JONATHAN ADLER: I was a production potter for many years which was a fab experience. I made these nifty hand thrown pots on which I would painstakingly hand paint perfect stripes. It was gruelingly hard work, lots of discipline required, repetitive, repetitive, repetitive, and, best of all, the ultimate forum for daydreaming. While making my daily quota of 100 mugs or 20 teapots or 25 decanters, I would daydream about all the stuff I would design and make once I could figure out a way to untether myself from the wheel.
Luckily I got myself untethered and now I have the opportunity I daydreamed of, the opportunity to work in lots of different fabrications and to layer on different design idioms.
So, anyway, back to your question, I've always maintained some elements from my original pots--stripes and organic forms and crisp silhouettes--but I've evolved in too many ways to enumerate. Don't forget, I've been at this a long time.
ARE YOUR SOURCES FOR INSPIRATION OR "MUSES" DIFFERENT NOW THAN THEY WERE WHEN YOU FIRST STARTED?
JONATHAN ADLER: Yes and no. Some of my muses are forever: the holy trinity for me is Alexander Girard, Bonnie Cashin, and Bjorn Wiinblad because they perfectly capture the idea that art or design can be fabulously chic and creative and have a note of levity. I strive to combine chic and levity.
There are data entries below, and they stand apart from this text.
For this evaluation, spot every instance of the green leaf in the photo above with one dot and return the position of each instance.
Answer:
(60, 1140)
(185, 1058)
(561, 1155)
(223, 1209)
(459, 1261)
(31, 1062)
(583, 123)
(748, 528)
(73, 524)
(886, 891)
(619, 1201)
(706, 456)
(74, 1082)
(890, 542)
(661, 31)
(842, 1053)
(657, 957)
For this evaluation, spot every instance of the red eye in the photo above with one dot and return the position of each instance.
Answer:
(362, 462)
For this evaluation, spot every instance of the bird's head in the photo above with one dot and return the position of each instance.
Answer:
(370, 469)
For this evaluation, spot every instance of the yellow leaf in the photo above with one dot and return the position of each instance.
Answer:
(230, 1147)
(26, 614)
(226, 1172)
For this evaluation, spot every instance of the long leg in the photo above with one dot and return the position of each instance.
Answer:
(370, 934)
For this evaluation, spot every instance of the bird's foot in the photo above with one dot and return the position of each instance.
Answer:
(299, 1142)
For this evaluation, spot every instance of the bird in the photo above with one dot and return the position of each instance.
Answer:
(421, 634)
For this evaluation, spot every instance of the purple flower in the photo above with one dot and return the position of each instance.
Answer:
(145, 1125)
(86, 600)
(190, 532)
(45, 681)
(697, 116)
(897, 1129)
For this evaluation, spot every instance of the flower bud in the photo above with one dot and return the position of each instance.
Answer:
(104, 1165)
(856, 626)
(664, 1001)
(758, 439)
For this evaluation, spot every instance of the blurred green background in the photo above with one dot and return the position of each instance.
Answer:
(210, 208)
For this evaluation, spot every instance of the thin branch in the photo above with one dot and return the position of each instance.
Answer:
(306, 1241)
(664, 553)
Other longtime muses include the incomparable David Hicks and Mrs. Goldstein, my next door neighbor growing up with Auntie Mame-ish panache. Read about her in my book.
But, as a designer I strive to constantly evolve and change and my muses change with moi. Lately I've been obsessed with the British Baroque/Mod decorator Anthony Redmile. I love the way he mixed neo-classicism with exoticism and always used lots of animal iconography and tusks. I think you can see his influence in my new tortoise lamp.
WHETHER IT'S FURNITURE, THE SUNLIGHT THAT COMES IN THROUGH THE WINDOWS, FAMILY PICTURES, A COMFY BED – WHAT MAKES YOUR HOME A HOME?
JONATHAN ADLER: What makes a home a home is walking in the front door and feeling happy. I like to surround myself with stuff that I love and has meaning to me. Simon, my husband, our beloved Norwich Terrier, Liberace, and every item in our home, from the Paul Evans bed to the thrift store paintings. The items you surround yourself with should make you feel happy and mean something.